En el video aparece una mujer que duerme, él sigilosamente la filma mientras pone en volumen bajo canciones románticas. En la mirada de la cámara alcanza a sentirse un ambiente ritual de adoración, como si el ojo rebosara ternura. Aún dormida, la mujer tiene un airecito de tristeza muy serena, muy antigua; es hermosa y está desnuda, apenas cubierta entre sábanas muy finas, color de vino tinto.

―¿La quisiste mucho?

―Como a otras. Pero ella todavía me duele.

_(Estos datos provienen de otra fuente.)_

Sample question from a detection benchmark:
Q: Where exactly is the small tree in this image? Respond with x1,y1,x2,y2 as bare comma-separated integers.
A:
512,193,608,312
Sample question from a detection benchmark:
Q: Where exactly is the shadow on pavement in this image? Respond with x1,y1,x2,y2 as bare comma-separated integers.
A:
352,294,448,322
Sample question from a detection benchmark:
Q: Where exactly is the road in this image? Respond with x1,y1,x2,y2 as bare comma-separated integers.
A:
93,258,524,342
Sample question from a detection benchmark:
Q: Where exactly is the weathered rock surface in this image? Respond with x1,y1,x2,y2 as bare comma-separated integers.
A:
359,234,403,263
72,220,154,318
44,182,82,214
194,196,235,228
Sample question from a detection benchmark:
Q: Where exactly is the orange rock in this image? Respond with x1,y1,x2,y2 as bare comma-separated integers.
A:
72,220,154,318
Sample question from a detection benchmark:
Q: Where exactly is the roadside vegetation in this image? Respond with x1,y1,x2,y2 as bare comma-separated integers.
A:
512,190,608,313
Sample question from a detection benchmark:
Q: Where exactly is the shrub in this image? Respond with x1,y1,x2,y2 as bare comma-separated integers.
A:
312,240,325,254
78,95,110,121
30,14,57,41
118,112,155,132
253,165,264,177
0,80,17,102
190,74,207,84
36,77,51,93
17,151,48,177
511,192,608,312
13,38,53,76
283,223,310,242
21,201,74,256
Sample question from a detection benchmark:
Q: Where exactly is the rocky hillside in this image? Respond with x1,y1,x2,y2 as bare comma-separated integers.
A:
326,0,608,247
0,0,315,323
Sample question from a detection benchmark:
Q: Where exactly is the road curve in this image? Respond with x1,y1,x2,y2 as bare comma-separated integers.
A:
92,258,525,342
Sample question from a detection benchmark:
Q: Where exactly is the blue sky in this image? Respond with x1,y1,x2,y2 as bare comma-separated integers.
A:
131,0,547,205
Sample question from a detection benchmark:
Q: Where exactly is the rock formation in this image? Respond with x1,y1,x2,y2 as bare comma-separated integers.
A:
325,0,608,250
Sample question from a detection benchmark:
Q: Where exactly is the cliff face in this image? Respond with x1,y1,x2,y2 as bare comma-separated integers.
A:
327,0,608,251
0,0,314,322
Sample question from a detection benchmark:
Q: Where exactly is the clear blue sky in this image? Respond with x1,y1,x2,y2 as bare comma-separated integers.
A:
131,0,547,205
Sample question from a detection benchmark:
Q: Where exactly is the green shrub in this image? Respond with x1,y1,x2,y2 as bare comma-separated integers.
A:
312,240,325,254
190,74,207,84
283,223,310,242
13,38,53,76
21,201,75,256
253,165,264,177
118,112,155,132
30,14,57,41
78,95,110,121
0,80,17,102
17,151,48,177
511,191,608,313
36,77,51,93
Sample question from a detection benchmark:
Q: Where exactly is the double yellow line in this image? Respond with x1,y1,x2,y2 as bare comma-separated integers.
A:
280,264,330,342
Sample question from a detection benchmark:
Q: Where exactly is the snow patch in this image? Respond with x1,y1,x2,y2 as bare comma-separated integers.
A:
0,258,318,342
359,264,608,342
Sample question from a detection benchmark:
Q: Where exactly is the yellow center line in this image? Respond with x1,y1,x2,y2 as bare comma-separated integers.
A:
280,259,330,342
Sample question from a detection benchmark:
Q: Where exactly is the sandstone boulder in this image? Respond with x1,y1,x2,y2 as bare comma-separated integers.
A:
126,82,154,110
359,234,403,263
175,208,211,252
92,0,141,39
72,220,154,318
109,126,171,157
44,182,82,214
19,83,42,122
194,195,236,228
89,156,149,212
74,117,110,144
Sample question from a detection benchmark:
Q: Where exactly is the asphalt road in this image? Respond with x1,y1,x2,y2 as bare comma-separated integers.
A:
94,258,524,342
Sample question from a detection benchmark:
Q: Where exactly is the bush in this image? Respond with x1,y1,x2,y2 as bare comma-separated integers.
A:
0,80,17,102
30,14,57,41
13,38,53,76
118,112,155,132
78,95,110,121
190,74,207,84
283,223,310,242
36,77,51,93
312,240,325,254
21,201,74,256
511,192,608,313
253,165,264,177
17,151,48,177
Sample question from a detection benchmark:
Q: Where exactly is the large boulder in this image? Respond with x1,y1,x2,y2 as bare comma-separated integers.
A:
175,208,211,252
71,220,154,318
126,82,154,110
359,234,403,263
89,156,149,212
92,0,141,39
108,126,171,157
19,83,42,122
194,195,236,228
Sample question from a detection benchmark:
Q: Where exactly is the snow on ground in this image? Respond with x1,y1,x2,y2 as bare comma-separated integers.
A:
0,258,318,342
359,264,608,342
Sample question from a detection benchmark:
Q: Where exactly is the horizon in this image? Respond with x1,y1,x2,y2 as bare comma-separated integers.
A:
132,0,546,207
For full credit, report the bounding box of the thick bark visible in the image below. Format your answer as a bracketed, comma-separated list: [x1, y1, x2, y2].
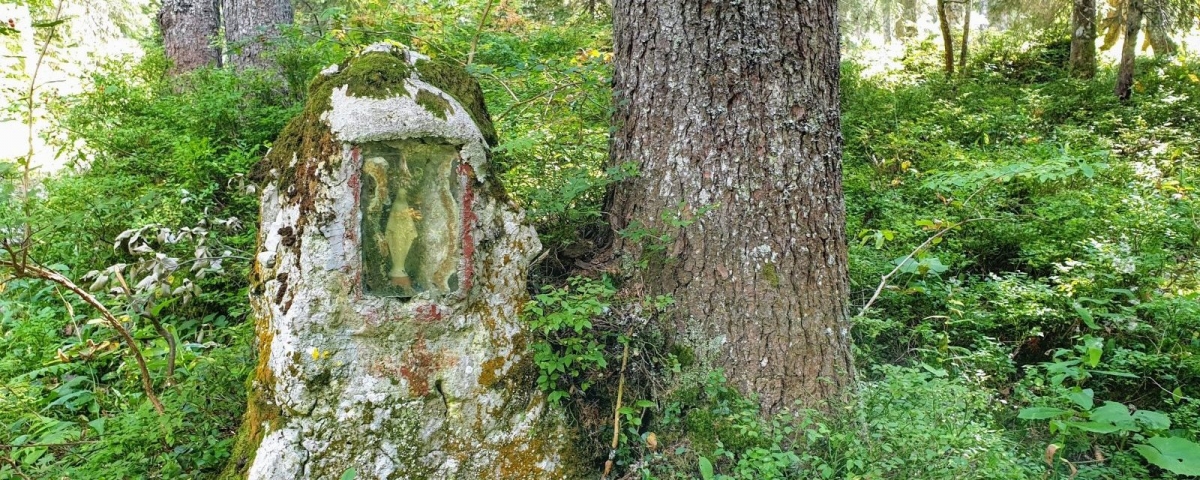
[895, 0, 917, 40]
[959, 0, 971, 76]
[608, 0, 853, 412]
[1070, 0, 1096, 78]
[1116, 0, 1142, 101]
[221, 0, 294, 68]
[937, 0, 954, 77]
[158, 0, 221, 76]
[1144, 2, 1178, 56]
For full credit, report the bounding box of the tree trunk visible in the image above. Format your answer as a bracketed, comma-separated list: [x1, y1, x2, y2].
[1144, 2, 1178, 56]
[937, 0, 954, 78]
[608, 0, 853, 412]
[959, 0, 971, 76]
[1070, 0, 1096, 78]
[158, 0, 221, 76]
[1116, 0, 1142, 102]
[221, 0, 293, 68]
[895, 0, 917, 40]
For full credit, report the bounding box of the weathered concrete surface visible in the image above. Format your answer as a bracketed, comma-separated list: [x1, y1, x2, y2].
[226, 46, 569, 479]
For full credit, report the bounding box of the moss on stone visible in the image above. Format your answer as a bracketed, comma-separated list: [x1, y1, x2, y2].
[416, 60, 497, 146]
[762, 262, 779, 288]
[218, 321, 283, 479]
[416, 89, 450, 120]
[332, 50, 413, 98]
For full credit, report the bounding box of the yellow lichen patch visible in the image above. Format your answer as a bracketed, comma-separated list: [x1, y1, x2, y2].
[479, 356, 509, 389]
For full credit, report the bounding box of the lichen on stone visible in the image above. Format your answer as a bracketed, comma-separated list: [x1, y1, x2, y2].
[416, 89, 450, 120]
[234, 44, 569, 479]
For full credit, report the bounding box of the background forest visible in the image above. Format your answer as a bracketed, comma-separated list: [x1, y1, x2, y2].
[0, 0, 1200, 479]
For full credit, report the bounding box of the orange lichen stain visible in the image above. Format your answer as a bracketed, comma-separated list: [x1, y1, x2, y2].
[458, 163, 479, 292]
[496, 434, 560, 480]
[479, 356, 509, 389]
[413, 304, 445, 322]
[370, 336, 458, 397]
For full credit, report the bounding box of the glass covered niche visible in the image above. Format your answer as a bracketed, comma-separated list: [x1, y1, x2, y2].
[359, 139, 462, 298]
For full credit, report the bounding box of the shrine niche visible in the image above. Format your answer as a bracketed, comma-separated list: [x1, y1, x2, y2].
[222, 44, 576, 479]
[360, 136, 464, 299]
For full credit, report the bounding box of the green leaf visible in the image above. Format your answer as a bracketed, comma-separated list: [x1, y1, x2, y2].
[1133, 410, 1171, 431]
[1070, 302, 1100, 331]
[1016, 407, 1070, 420]
[1067, 421, 1122, 433]
[1133, 437, 1200, 476]
[1087, 370, 1140, 378]
[1067, 389, 1096, 410]
[700, 457, 715, 480]
[34, 18, 66, 29]
[1087, 402, 1139, 433]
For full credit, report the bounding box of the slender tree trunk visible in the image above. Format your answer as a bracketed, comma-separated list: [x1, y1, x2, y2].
[1098, 0, 1128, 50]
[221, 0, 294, 68]
[1070, 0, 1096, 78]
[959, 0, 971, 76]
[158, 0, 221, 76]
[937, 0, 954, 78]
[1144, 1, 1178, 56]
[1116, 0, 1142, 102]
[895, 0, 917, 40]
[608, 0, 853, 412]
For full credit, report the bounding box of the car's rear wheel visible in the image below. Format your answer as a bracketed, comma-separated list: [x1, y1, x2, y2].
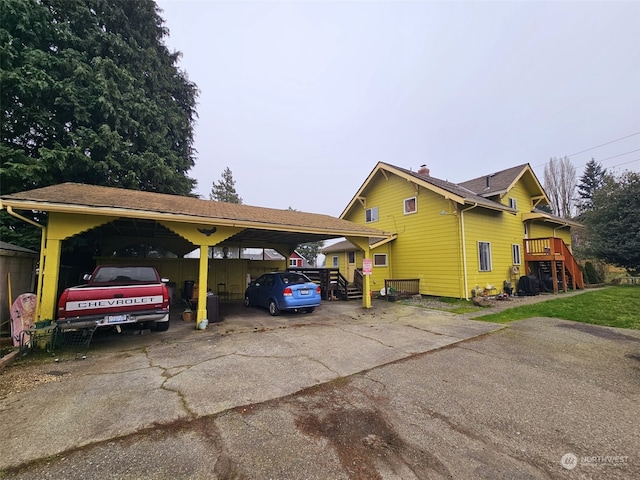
[269, 300, 280, 317]
[156, 322, 169, 332]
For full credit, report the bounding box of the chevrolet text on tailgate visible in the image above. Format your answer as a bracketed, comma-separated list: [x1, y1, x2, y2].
[56, 265, 169, 331]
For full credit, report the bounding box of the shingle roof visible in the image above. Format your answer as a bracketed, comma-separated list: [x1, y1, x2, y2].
[0, 240, 38, 255]
[458, 163, 529, 196]
[0, 183, 384, 236]
[380, 162, 511, 210]
[320, 240, 359, 253]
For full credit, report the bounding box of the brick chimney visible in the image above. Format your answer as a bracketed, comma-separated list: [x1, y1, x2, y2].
[418, 165, 429, 177]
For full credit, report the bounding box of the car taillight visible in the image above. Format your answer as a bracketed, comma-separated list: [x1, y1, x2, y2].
[58, 290, 68, 318]
[162, 283, 171, 305]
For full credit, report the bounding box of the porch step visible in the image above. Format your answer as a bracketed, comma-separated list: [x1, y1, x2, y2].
[347, 287, 362, 300]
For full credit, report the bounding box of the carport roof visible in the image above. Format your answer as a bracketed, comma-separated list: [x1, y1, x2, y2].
[0, 183, 392, 244]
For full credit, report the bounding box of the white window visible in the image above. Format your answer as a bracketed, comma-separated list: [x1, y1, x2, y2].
[511, 243, 520, 265]
[478, 242, 491, 272]
[373, 253, 387, 267]
[404, 197, 418, 215]
[364, 207, 378, 223]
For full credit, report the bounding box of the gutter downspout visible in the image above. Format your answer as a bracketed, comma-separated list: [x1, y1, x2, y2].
[7, 205, 47, 320]
[460, 203, 478, 300]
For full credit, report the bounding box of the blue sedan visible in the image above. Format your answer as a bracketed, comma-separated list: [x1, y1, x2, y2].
[244, 272, 320, 315]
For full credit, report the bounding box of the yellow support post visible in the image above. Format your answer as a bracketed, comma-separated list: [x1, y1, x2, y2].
[196, 245, 209, 328]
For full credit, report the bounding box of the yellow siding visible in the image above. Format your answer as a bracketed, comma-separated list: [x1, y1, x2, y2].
[345, 174, 461, 297]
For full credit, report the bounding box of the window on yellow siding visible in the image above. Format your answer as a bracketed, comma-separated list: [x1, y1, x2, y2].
[478, 242, 491, 272]
[373, 253, 387, 267]
[364, 207, 378, 223]
[404, 197, 418, 215]
[511, 243, 520, 265]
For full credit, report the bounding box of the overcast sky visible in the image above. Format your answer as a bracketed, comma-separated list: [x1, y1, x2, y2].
[157, 0, 640, 216]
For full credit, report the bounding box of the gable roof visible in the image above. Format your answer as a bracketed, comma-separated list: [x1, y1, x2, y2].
[320, 240, 360, 253]
[0, 183, 391, 244]
[340, 162, 516, 218]
[458, 163, 548, 203]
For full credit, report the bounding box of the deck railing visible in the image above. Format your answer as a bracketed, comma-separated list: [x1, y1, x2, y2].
[384, 278, 420, 298]
[287, 267, 348, 300]
[524, 237, 584, 289]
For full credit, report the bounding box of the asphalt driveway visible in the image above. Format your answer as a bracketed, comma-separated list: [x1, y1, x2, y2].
[0, 302, 640, 479]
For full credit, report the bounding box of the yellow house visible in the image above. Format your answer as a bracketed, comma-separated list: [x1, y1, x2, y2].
[336, 162, 583, 299]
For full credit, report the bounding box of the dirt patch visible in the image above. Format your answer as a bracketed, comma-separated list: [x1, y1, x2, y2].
[295, 387, 453, 480]
[560, 323, 640, 342]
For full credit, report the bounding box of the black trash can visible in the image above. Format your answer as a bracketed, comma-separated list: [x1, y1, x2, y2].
[183, 280, 196, 300]
[207, 295, 220, 323]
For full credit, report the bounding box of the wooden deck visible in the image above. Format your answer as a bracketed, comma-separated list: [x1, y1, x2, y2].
[524, 237, 584, 293]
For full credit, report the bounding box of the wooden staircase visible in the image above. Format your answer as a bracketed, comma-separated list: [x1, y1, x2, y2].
[288, 268, 362, 300]
[524, 237, 584, 293]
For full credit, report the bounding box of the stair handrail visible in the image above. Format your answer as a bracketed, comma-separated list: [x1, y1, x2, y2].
[557, 238, 584, 288]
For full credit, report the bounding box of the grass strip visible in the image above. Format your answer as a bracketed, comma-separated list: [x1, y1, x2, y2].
[474, 286, 640, 330]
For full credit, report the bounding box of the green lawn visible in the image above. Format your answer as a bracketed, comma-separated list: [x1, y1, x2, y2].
[474, 286, 640, 330]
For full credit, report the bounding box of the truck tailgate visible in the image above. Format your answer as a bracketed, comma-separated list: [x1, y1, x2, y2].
[61, 283, 163, 317]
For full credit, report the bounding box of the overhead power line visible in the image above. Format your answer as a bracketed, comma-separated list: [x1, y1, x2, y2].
[567, 132, 640, 157]
[533, 132, 640, 168]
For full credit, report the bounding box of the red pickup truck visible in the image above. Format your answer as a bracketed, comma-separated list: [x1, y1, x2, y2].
[56, 265, 169, 331]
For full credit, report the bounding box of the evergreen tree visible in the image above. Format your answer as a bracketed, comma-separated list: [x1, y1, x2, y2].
[584, 172, 640, 273]
[578, 158, 607, 212]
[296, 241, 324, 267]
[544, 157, 576, 218]
[0, 0, 197, 247]
[209, 167, 242, 203]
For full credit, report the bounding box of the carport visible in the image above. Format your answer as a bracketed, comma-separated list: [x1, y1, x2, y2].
[0, 183, 395, 319]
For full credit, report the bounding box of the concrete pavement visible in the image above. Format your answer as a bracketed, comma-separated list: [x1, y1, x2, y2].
[0, 302, 502, 469]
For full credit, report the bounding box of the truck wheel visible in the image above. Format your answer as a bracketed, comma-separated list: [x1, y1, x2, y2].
[269, 300, 280, 317]
[156, 322, 169, 332]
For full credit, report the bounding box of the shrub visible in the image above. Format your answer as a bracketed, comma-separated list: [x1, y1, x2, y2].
[584, 262, 602, 284]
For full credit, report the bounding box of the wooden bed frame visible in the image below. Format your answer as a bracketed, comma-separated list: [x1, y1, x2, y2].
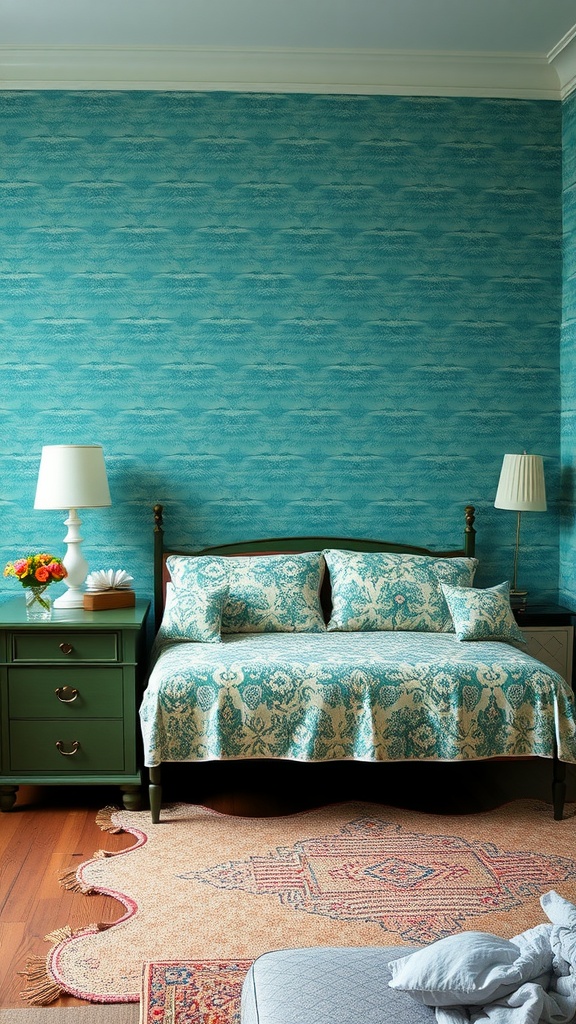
[149, 505, 566, 822]
[154, 505, 476, 630]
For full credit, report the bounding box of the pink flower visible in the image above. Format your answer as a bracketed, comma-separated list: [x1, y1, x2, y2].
[46, 562, 68, 581]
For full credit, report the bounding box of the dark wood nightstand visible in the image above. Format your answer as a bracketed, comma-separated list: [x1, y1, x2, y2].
[515, 604, 574, 684]
[0, 596, 150, 811]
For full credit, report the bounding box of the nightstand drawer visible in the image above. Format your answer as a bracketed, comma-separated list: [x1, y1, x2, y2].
[10, 720, 124, 775]
[12, 630, 118, 663]
[8, 665, 123, 721]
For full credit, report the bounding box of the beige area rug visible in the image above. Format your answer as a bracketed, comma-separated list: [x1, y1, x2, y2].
[20, 800, 576, 1003]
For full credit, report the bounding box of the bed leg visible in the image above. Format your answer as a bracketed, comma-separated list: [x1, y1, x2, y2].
[148, 765, 162, 825]
[552, 752, 566, 821]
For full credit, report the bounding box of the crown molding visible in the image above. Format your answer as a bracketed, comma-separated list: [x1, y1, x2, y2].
[548, 25, 576, 99]
[0, 46, 568, 99]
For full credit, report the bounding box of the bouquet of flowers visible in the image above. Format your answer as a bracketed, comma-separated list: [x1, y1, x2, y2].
[4, 554, 68, 590]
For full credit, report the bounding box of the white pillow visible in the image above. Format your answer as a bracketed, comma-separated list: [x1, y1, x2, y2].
[388, 932, 541, 1007]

Moviendo el cursor aparece una serie interminable de estampas. Rosa tomando una copa de vino tinto. Caminando y sonriéndole al fotógrafo. Vestida con una bata rosa, transparente. En la mesa de un bar de lujo con una pareja de amigos. Ella de viaje despidiéndose en el aeropuerto. Fotos, muchas.

―¿Y por qué guardas tantas fotos de ella, si te dejó para casarse con otro? Yo que tú ya las hubiera borrado de un teclazo. Te gusta sufrir, Esteban.

―No lo haría nunca. Son muy hermosas, ella es muy hermosa. Te lo digo en serio cuando te digo que es la mujer perfecta. Ahora ya estoy bien, al principio de que se fue, caminaba yo con las pantunflas que dejó, usaba el que había sido su cepillo de dientes en mi casa, lloraba todas las mañanas como un bebé enfermo.

Luego de servirse otro Etiqueta Negra, Cid Reyes sigue mirando a Rosa en la pantalla: peinándose ya lista para irse de su refugio de amor; escribiendo la tarea en el Taller Literario de su novio, ahora ex; abriendo un regalo de 14 de Febrero, unos aretes de oro; alzándose la blusa para enseñarle las bubis en la intimidad de la habitación. Escribiéndole un mensaje en el celular que dice: “Todo podría soportarlo menos vivir sin ti”.

―Si te escribió eso, ¿entonces por qué andaba con otro en El Paso?

―Su plan era irse del país, quería a como diera lugar arreglar su residencia americana.

Mientras platican asuntos tan groseros y a la vez tan románticos, las fotos siguen pasando: Rosa vistiéndose de espaldas, subiendo hacia su plexo un hermoso calzón dorado, transparente. Entrando al cine en Fashion Mall. Comprando ropa en Las Cruces. Ella en el mar sonriéndole amorosa en Puerto Vallarta.

―¿Cuánto tiempo anduvieron?

―Diecinueve meses, toda una vida.

―¿Y tienes respaldo de todo este mar de fotos?

―No. Pero están en Internet. Siempre las pongo en la nube, por si se me funde la computadora, o me la roban.

Cid Reyes y su amigo Esteban toman en silencio el último vaso de whisky. Luego el primero se despide y sale del Estudio, hacia la luz de la noche.